May 5, 20265 min

Building TN Election in Numbers with Claude Code

What worked, what needed a human, what almost shipped wrong


Building TN Election in Numbers with Claude Code

What worked, what needed a human, what almost shipped wrong

A short field report on building Tamil Nadu’s 2026 election dashboard with Claude Code — and on what an AI partner can and can’t do.

Some context. I spent a month building TN Election in Numbers — a Next.js dashboard tracking Tamil Nadu’s 2026 assembly election from February’s Special Intensive Revision (SIR) of the rolls, when 74 lakh names were struck, through to live counting-day results on May 4. The build partner was Claude Code (Opus 4.7). The repo is public.

The dashboard’s editorial spine, set five months before the result was known: the cleansed roll matters, and the cleansing will read in the ballot data. That thesis closed cleanly. In ACs where the SIR struck the most names, TVK won 77% of the time. In the least-cleansed ACs, 26%.

This article is about how the work is split between the model and me.

What the model was load-bearing for

The model was good at the parts of the work I’d describe as building the pipeline. Once a few sections existed in a consistent visual and editorial voice, it could spin up new sections in 5–10 minutes that snapped to the same rhythm without instruction. It wrote reproducible Python scrapers — knowing, for example, to shell out to curl instead of fighting urllib's TLS fingerprint when Akamai was blocking direct Python requests on ECI's endpoint.
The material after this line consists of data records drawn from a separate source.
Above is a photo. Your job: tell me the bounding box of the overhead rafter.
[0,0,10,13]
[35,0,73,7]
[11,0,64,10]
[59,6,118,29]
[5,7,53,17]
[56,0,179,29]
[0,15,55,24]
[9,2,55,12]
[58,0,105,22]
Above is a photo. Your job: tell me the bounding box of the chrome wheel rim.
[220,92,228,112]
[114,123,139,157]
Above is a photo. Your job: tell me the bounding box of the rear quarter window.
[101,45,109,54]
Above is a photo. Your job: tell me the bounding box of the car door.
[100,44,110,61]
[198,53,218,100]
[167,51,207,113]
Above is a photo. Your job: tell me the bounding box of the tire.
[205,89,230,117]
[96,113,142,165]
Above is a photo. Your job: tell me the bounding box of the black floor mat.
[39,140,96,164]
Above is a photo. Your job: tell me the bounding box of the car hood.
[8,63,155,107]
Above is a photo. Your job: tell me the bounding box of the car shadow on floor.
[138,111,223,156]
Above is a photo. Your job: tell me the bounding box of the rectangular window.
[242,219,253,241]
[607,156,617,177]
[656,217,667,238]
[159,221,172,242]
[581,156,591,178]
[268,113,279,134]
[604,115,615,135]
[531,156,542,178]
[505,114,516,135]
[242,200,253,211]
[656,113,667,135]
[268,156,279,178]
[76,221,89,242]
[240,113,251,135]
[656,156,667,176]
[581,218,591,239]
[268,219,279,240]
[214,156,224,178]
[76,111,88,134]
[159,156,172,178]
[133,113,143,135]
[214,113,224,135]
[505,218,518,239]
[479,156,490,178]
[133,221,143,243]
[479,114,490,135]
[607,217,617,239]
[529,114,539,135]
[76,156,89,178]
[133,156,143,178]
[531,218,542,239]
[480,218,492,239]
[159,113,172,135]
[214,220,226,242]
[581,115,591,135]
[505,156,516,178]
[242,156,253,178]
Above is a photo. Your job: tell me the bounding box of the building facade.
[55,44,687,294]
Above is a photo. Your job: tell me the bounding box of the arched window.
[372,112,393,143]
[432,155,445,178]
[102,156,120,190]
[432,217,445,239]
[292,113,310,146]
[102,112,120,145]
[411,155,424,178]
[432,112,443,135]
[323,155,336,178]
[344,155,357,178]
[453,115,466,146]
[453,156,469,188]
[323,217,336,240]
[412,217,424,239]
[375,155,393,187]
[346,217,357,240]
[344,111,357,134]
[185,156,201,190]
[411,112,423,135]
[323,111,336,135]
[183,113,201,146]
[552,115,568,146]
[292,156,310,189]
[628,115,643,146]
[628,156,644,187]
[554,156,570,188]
It cross-tabbed six data files into a flip matrix, turnout-shift quintiles, and per-bloc profiles in 25 minutes — work that would have taken me half a day in a notebook.

The single biggest moment was a stray path { stroke: none } in the inline <style> block of an Adobe Illustrator export of a Tamil Nadu state map. It had been silently breaking SVGs. The model walked the diagnostic chain methodically — reproduce in headless Chrome, isolate the SVG, grep the inline styles — and found it in 30 minutes. Solo, that was a multi-hour guessing game.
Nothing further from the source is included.